番外·西蒙家族的炎真
林岁见到古里炎真的时候,是在一座山脚下。四周很安静,只有风穿过树叶的声响,空气带着泥土和草籽的气味。炎真坐在一块石头上,怀里抱着一把铲子,像刚从什么地方挖完东西,还没有离开。他看到林岁走近,没有表现出惊讶,只是把铲子换了个方向握住,像是想让它看起来不那么像一件随时可以动手的工具。“你是迷路了,还是专门来找我的?”“专门来找你的。”林岁没有走太近,在几步外停下来。“想跟你说几句话。”
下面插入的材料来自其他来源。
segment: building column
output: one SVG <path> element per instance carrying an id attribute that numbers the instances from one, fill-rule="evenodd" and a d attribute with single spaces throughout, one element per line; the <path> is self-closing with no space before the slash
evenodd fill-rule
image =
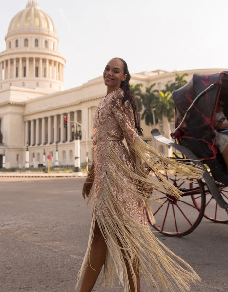
<path id="1" fill-rule="evenodd" d="M 67 114 L 67 121 L 70 122 L 70 113 L 68 112 Z M 71 134 L 71 124 L 70 123 L 67 123 L 67 142 L 69 142 L 72 139 Z"/>
<path id="2" fill-rule="evenodd" d="M 39 59 L 39 77 L 42 78 L 43 77 L 43 59 L 42 58 Z"/>
<path id="3" fill-rule="evenodd" d="M 60 81 L 62 81 L 62 64 L 59 63 L 59 79 Z"/>
<path id="4" fill-rule="evenodd" d="M 63 64 L 62 65 L 62 81 L 63 82 L 64 82 L 64 65 Z"/>
<path id="5" fill-rule="evenodd" d="M 35 58 L 33 58 L 33 76 L 35 77 Z"/>
<path id="6" fill-rule="evenodd" d="M 54 65 L 54 79 L 55 80 L 57 80 L 57 63 L 55 62 L 55 64 Z"/>
<path id="7" fill-rule="evenodd" d="M 54 143 L 56 143 L 58 139 L 58 119 L 57 115 L 54 116 Z"/>
<path id="8" fill-rule="evenodd" d="M 59 140 L 61 142 L 62 142 L 64 140 L 64 128 L 63 125 L 63 113 L 61 113 L 60 115 L 60 138 Z"/>
<path id="9" fill-rule="evenodd" d="M 52 60 L 52 79 L 54 79 L 54 61 Z"/>
<path id="10" fill-rule="evenodd" d="M 42 118 L 41 125 L 41 144 L 44 144 L 45 141 L 45 118 Z"/>
<path id="11" fill-rule="evenodd" d="M 32 146 L 34 144 L 34 120 L 31 120 L 30 124 L 31 131 L 31 145 Z"/>
<path id="12" fill-rule="evenodd" d="M 46 76 L 49 78 L 49 63 L 48 59 L 46 60 Z"/>
<path id="13" fill-rule="evenodd" d="M 22 77 L 22 58 L 20 58 L 19 59 L 19 77 L 21 78 Z"/>
<path id="14" fill-rule="evenodd" d="M 84 108 L 82 109 L 82 125 L 84 126 L 87 133 L 88 133 L 88 108 Z M 82 139 L 83 140 L 86 140 L 86 137 L 84 131 L 82 131 Z"/>
<path id="15" fill-rule="evenodd" d="M 4 68 L 5 68 L 4 70 L 4 74 L 5 75 L 4 79 L 6 78 L 6 61 L 4 61 Z M 10 78 L 10 59 L 8 60 L 8 75 L 7 78 Z"/>
<path id="16" fill-rule="evenodd" d="M 50 144 L 52 142 L 52 117 L 49 116 L 48 118 L 48 144 Z"/>
<path id="17" fill-rule="evenodd" d="M 93 117 L 92 107 L 88 109 L 88 139 L 91 139 L 93 135 Z"/>
<path id="18" fill-rule="evenodd" d="M 14 65 L 13 67 L 13 78 L 15 78 L 16 76 L 16 58 L 14 58 Z"/>
<path id="19" fill-rule="evenodd" d="M 39 143 L 39 119 L 36 119 L 35 121 L 35 144 L 38 145 Z"/>
<path id="20" fill-rule="evenodd" d="M 0 80 L 2 80 L 2 62 L 0 63 Z"/>
<path id="21" fill-rule="evenodd" d="M 76 110 L 76 111 L 74 112 L 74 122 L 78 122 L 78 111 Z"/>
<path id="22" fill-rule="evenodd" d="M 27 143 L 29 142 L 29 121 L 25 121 L 25 145 L 27 145 Z"/>
<path id="23" fill-rule="evenodd" d="M 29 58 L 26 58 L 26 77 L 29 77 Z"/>

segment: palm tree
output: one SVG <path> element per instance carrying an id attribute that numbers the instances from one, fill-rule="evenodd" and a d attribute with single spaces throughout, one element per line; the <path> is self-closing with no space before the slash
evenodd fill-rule
<path id="1" fill-rule="evenodd" d="M 163 117 L 165 117 L 170 122 L 174 116 L 174 104 L 171 92 L 167 91 L 164 93 L 160 91 L 159 93 L 159 99 L 156 105 L 156 117 L 160 121 L 162 121 Z"/>
<path id="2" fill-rule="evenodd" d="M 157 122 L 155 118 L 154 111 L 156 110 L 157 102 L 158 100 L 158 91 L 153 90 L 155 83 L 149 87 L 146 87 L 145 93 L 140 94 L 140 97 L 144 108 L 142 119 L 145 119 L 145 123 L 147 126 L 155 126 Z"/>
<path id="3" fill-rule="evenodd" d="M 141 93 L 141 87 L 142 87 L 142 84 L 141 83 L 131 85 L 131 92 L 134 97 L 136 108 L 139 112 L 142 110 L 142 104 L 140 99 L 140 94 Z"/>

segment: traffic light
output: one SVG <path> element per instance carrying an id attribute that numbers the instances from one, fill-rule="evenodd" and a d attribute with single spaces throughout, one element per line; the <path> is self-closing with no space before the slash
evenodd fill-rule
<path id="1" fill-rule="evenodd" d="M 67 127 L 67 117 L 66 116 L 64 116 L 64 128 Z"/>

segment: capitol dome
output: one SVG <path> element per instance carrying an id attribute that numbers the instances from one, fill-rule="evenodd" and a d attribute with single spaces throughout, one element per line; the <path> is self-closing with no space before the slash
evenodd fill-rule
<path id="1" fill-rule="evenodd" d="M 58 51 L 59 39 L 53 21 L 35 0 L 10 21 L 6 50 L 0 53 L 0 91 L 11 86 L 47 93 L 65 89 L 66 60 Z"/>
<path id="2" fill-rule="evenodd" d="M 53 21 L 46 13 L 40 10 L 37 0 L 28 0 L 25 9 L 13 17 L 7 36 L 21 31 L 46 32 L 57 37 Z"/>

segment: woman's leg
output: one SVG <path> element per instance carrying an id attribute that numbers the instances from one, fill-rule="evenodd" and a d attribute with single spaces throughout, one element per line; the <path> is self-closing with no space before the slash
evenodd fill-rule
<path id="1" fill-rule="evenodd" d="M 102 268 L 106 251 L 107 245 L 96 222 L 89 258 L 85 269 L 79 292 L 92 291 Z"/>
<path id="2" fill-rule="evenodd" d="M 228 174 L 228 145 L 227 146 L 221 154 L 227 166 L 227 174 Z"/>
<path id="3" fill-rule="evenodd" d="M 127 275 L 128 277 L 128 280 L 130 286 L 130 290 L 129 292 L 136 292 L 136 290 L 135 289 L 135 286 L 134 285 L 133 278 L 131 274 L 130 267 L 129 266 L 129 263 L 127 261 L 126 261 L 126 266 L 127 269 Z M 137 292 L 140 292 L 140 275 L 139 274 L 139 266 L 138 264 L 136 264 L 133 266 L 133 269 L 135 274 L 136 276 Z"/>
炎真垂下视线,像在猜测那些话会是什么方向。“关于西蒙家族?”“关于你。西蒙家族的事有人会去处理,但你要为自己做的事负责,不是替别人做的。”炎真握着铲子的手指收紧了一些,指节泛白,他盯着自己的手看了一会儿。“你这么说,倒让人没法反驳。”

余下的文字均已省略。